Two giant skeletons with pumpkins for heads and glowing eyes guarded a historic home on the corner of Pacific Avenue and Elm Street.
A few days later, the skeletons were joined by a massive spider peaking over the roofline.
By mid-September, the house was ready for Halloween, typical timing for homeowner Tyler Henthorne. He has been creating “haunts” for more than 40 years, most recently when he managed large haunted houses in California.
It started in the 1980s when he was just being creative with his friends.
“I think the funnest part about Halloween is the fact that you can be whatever you want,” Henthorne said. “You can be creative, you can be somebody different, you can be the same person, you can do whatever you want.”
For many, Halloween is just one day or maybe a weeklong affair. But for lovers of all things spooky and scary, that’s just not long enough.
Tonya Hinshaw has been obsessed with Halloween ever since she was in high school. Now a mom in her 40s, she starts decorating at the end of August, ringing in fall with giant inflatables waving in her front yard.
“October is just not enough,” she said.
Her favorites are Jack and Sally from “The Nightmare Before Christmas.” She even has the pair tattooed on her arm, along with the couple from the “Corpse Bride.”
“I’ve kind of been obsessed with Jack and Sally stuff for a while,” Hinshaw said, pointing to her giant inflatables of the couple. “I’m a huge Tim Burton fan.”
At Halloween Express, the seasonal store that sets up each year on Wellesley Avenue, people are ready to celebrate, owner Craig Walter said
“I think people are itching to celebrate and have something fun for this fall,” Walter said. “People are buying decorations and costumes and animatronics.”
The store is a franchise that opened on Sept. 1 and traditionally stays open through the first weekend in November, said Walter, who also works in The Spokesman-Review circulation department.
Early in the season, most of Walter’s customers are people buying decorations. Then, as the season progresses and Halloween and Harvest parties begin, costumes become the main focus.
Last year during the COVID-19 pandemic, people were still excited to dress up, Walter said.
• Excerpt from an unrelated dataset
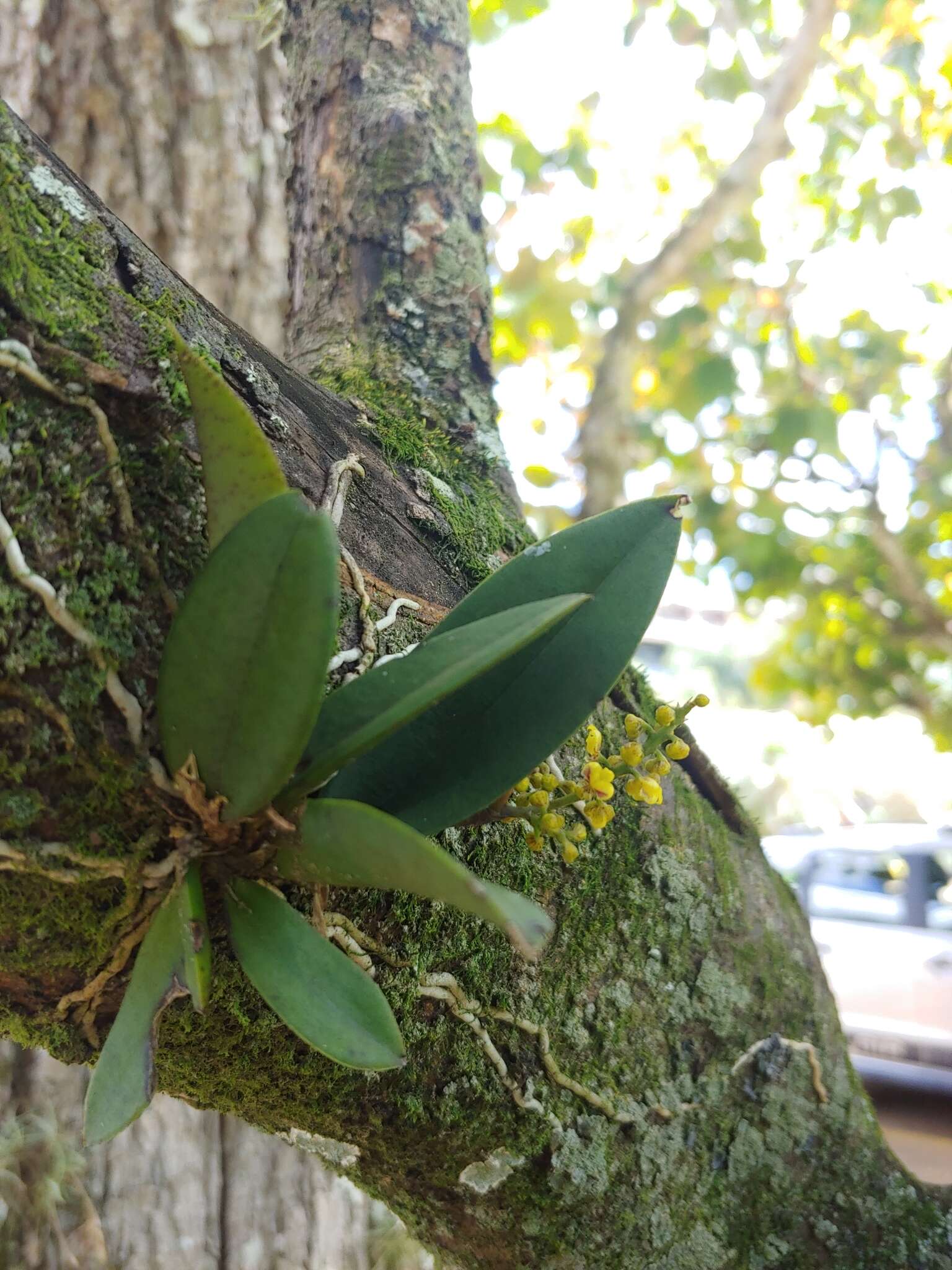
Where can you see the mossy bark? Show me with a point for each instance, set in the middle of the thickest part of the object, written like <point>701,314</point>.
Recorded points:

While they did sell a little bit less makeup than normal, Halloween was still a fun event for many families.
He doesn’t have a prediction yet on what the most popular costume will be this year, but last year, ensembles from Netflix’s “Tiger King” were the hot item.
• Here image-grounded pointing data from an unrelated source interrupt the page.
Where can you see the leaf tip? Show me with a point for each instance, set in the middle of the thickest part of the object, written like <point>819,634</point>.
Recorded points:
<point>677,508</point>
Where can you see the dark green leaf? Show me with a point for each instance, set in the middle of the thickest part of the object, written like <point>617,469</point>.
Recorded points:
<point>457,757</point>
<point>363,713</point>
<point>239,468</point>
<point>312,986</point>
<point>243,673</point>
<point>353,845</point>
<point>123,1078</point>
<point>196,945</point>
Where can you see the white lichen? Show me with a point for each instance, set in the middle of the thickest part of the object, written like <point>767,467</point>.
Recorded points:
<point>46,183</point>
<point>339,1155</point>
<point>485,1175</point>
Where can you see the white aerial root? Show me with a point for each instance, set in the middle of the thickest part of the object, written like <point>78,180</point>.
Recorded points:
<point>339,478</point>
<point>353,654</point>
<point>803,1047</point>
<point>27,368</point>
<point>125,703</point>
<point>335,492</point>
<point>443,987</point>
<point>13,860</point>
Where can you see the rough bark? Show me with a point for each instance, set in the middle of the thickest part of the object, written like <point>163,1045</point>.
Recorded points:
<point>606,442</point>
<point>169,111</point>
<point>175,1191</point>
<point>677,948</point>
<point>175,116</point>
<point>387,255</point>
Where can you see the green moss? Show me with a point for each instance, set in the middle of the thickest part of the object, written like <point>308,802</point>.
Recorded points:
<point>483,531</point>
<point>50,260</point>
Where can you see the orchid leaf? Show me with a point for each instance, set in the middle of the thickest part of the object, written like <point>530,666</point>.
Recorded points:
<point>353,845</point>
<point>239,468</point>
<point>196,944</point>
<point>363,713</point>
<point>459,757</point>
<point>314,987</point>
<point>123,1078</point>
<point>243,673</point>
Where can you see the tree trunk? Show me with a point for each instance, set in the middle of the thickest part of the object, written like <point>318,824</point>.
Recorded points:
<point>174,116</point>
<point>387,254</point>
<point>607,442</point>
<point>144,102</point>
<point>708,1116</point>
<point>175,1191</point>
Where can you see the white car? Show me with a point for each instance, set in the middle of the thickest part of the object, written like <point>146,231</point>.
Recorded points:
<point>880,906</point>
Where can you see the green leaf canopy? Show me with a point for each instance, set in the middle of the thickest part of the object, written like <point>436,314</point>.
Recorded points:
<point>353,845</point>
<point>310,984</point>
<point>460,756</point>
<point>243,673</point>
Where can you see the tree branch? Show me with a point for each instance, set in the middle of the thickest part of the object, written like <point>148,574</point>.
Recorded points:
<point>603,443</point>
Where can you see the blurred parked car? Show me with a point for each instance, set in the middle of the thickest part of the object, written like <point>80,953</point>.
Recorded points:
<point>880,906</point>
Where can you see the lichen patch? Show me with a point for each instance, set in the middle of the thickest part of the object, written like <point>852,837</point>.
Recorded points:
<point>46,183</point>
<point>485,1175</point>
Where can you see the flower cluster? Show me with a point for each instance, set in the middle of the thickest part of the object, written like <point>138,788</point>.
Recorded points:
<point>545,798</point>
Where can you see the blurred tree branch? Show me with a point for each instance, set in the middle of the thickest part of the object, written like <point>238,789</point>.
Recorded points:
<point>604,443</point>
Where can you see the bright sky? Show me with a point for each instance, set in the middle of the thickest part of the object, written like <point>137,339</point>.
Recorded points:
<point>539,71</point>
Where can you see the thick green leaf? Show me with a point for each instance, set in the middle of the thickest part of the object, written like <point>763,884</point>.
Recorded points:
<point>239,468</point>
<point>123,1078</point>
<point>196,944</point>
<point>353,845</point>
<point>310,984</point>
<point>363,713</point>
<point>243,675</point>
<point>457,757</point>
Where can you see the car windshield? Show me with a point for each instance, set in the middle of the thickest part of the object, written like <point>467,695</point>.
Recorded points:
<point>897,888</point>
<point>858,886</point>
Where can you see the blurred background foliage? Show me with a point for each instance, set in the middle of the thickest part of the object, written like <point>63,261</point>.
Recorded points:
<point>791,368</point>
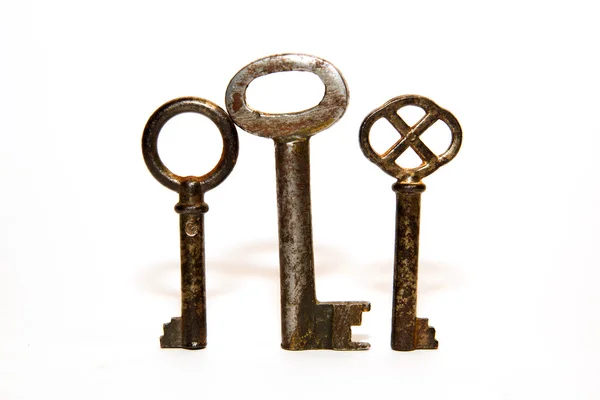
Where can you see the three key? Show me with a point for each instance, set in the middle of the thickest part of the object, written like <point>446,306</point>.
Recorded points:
<point>408,331</point>
<point>189,330</point>
<point>305,322</point>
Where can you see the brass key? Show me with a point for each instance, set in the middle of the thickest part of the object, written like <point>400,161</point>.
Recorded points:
<point>408,331</point>
<point>305,322</point>
<point>189,330</point>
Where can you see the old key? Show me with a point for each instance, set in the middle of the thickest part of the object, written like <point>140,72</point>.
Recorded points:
<point>305,322</point>
<point>189,330</point>
<point>408,331</point>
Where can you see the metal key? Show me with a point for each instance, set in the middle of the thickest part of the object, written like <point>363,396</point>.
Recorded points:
<point>189,330</point>
<point>305,322</point>
<point>408,331</point>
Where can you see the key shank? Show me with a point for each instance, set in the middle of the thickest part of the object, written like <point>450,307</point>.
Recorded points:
<point>189,331</point>
<point>408,331</point>
<point>296,260</point>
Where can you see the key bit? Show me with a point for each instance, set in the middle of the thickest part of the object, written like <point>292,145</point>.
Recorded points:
<point>305,322</point>
<point>189,330</point>
<point>408,331</point>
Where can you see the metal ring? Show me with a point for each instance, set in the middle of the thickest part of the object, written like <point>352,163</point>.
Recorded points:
<point>203,107</point>
<point>290,125</point>
<point>410,138</point>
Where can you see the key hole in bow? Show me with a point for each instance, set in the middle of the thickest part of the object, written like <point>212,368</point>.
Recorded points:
<point>285,92</point>
<point>437,137</point>
<point>189,144</point>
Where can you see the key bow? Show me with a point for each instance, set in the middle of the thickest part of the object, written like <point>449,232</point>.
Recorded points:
<point>410,137</point>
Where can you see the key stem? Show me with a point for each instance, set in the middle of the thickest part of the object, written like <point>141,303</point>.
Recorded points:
<point>191,209</point>
<point>296,260</point>
<point>406,264</point>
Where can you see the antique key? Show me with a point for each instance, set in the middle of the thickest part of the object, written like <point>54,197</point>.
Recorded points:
<point>305,322</point>
<point>189,330</point>
<point>408,331</point>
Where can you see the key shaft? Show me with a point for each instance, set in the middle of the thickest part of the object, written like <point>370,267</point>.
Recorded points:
<point>296,259</point>
<point>407,332</point>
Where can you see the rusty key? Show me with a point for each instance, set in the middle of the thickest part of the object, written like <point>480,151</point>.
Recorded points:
<point>189,330</point>
<point>306,323</point>
<point>408,331</point>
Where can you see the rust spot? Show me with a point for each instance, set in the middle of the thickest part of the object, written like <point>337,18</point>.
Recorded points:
<point>237,102</point>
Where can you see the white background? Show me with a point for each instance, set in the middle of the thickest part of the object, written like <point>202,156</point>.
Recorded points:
<point>89,257</point>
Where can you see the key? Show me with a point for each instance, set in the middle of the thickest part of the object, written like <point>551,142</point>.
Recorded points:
<point>408,331</point>
<point>305,322</point>
<point>189,330</point>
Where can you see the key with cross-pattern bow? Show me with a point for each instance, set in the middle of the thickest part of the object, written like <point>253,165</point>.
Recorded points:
<point>408,331</point>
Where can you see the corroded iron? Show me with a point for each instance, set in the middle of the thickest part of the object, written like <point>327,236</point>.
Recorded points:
<point>189,330</point>
<point>306,323</point>
<point>408,331</point>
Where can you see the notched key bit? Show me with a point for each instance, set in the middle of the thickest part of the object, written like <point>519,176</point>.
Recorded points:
<point>305,322</point>
<point>189,330</point>
<point>408,331</point>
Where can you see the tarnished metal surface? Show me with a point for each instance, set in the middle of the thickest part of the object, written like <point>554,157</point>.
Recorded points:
<point>408,331</point>
<point>289,126</point>
<point>305,322</point>
<point>189,330</point>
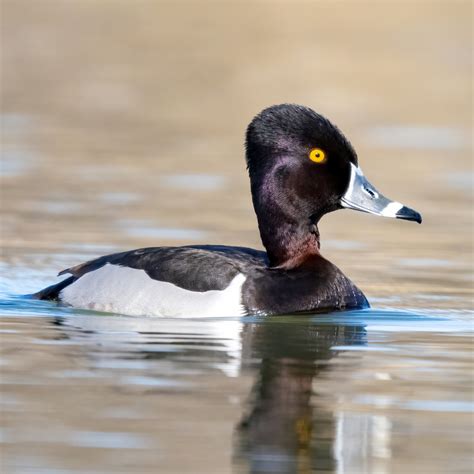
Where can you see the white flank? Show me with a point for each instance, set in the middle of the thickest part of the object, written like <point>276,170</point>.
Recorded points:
<point>125,290</point>
<point>390,210</point>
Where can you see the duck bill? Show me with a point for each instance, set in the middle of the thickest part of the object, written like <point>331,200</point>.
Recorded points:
<point>362,196</point>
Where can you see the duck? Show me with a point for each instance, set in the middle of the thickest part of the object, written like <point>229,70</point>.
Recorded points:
<point>301,167</point>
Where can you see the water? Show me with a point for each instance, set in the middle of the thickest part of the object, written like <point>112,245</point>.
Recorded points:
<point>123,131</point>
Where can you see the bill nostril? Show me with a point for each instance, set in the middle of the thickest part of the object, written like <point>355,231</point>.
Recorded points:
<point>370,192</point>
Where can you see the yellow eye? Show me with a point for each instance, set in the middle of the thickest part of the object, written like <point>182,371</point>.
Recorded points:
<point>317,155</point>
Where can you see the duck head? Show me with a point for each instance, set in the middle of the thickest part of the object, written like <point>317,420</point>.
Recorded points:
<point>301,167</point>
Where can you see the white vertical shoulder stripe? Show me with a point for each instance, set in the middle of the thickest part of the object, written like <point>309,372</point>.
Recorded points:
<point>125,290</point>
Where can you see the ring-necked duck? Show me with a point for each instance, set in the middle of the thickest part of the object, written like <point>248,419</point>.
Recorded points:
<point>301,167</point>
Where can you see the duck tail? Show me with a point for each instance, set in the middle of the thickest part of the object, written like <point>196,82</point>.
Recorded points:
<point>52,292</point>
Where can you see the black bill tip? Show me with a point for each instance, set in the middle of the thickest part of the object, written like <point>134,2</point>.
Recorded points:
<point>408,214</point>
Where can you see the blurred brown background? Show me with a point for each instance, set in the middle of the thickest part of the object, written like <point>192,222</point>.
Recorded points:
<point>123,124</point>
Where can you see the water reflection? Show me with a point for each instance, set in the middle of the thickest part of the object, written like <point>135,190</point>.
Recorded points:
<point>285,428</point>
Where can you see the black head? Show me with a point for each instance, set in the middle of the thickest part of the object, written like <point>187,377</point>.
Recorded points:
<point>279,144</point>
<point>301,167</point>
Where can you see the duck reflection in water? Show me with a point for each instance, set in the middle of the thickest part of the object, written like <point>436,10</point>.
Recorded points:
<point>284,428</point>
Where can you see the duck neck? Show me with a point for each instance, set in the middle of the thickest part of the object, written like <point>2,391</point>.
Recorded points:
<point>289,244</point>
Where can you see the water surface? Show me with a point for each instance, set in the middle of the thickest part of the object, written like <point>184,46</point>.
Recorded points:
<point>122,127</point>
A love for Halloween can often bring people together, like Ryan Oelrich and his husband, Robert Thompson.
“When my husband and I got married we realized we both love Halloween,” Oelrich said with a chuckle. “That’s when the madness really got started.”
They built a Hobbit house that looks like it came straight out of “Lord of the Rings” at their home near People’s Park about four years ago.
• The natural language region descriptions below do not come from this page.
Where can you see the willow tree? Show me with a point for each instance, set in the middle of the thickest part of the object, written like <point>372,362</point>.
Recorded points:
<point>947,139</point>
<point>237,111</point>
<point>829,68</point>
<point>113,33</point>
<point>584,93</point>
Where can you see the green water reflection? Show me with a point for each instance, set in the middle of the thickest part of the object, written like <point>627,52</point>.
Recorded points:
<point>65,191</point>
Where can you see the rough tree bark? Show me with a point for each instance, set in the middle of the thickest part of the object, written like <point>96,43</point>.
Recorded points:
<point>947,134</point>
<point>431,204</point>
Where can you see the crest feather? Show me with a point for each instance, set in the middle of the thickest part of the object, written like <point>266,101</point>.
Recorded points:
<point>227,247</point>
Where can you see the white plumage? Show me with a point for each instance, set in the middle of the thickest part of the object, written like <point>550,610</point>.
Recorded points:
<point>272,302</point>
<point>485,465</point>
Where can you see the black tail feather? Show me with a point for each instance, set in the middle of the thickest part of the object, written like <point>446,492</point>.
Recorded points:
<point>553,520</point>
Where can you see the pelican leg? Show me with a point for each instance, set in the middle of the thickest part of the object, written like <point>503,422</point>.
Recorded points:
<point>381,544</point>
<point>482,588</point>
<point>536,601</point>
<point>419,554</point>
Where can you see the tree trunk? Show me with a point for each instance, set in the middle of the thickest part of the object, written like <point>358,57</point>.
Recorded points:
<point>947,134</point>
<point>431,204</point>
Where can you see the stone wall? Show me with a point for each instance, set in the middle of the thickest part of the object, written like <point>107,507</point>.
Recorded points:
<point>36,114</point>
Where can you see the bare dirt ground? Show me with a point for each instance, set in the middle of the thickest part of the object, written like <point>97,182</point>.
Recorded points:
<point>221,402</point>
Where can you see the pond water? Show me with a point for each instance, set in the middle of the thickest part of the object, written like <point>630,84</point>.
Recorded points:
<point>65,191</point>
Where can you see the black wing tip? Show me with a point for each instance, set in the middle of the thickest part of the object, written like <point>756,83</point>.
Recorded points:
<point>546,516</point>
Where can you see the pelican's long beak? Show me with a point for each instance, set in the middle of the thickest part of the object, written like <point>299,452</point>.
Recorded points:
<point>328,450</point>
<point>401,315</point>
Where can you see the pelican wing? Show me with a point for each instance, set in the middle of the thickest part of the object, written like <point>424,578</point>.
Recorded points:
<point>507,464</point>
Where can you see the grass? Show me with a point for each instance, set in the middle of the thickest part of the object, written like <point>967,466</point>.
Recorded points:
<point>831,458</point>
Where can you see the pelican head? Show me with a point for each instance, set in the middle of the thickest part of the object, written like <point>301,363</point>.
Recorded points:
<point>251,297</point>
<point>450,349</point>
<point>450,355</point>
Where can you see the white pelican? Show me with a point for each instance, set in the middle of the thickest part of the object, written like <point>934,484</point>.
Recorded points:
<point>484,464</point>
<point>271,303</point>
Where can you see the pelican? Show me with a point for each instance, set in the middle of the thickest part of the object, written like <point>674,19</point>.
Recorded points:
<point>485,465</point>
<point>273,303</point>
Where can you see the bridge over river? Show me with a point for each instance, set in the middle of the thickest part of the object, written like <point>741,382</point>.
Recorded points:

Oelrich admits he used to put up every single decoration he had, but Thompson suggested they edit a bit and stick to a theme.
“I think that has greatly improved the quality of the display,” Oelrich said.
In the past, those themes have been spiders and Disney, and once they did skeletons dressed up in the couple’s own clothes.
This year, the focus is on the Hobbit house with a dragon rising from the garden surrounded by scarecrows and pumpkins. A second dragon sits on the balcony overlooking the shire. The new additions this year are a couple of Ents, large humanoid trees popular in “Lord of the Rings.”
The couple waited until the beginning of September to start setting up this year. They completed the elaborate display last week just in time to do trick-or-treating throughout October.
“We feel very lucky that folks are very respectful and stop by almost every day to see the Hobbit house,” Oelrich said.
They post updates on their Facebook page, Spokane Hobbit House, for trick-or-treat events. Oelrich said it’s never too early to decorate – or trick or treat, for that matter.
“There’s a shortage of happiness in this world, so if it makes you happy, go for it,” Oelrich said.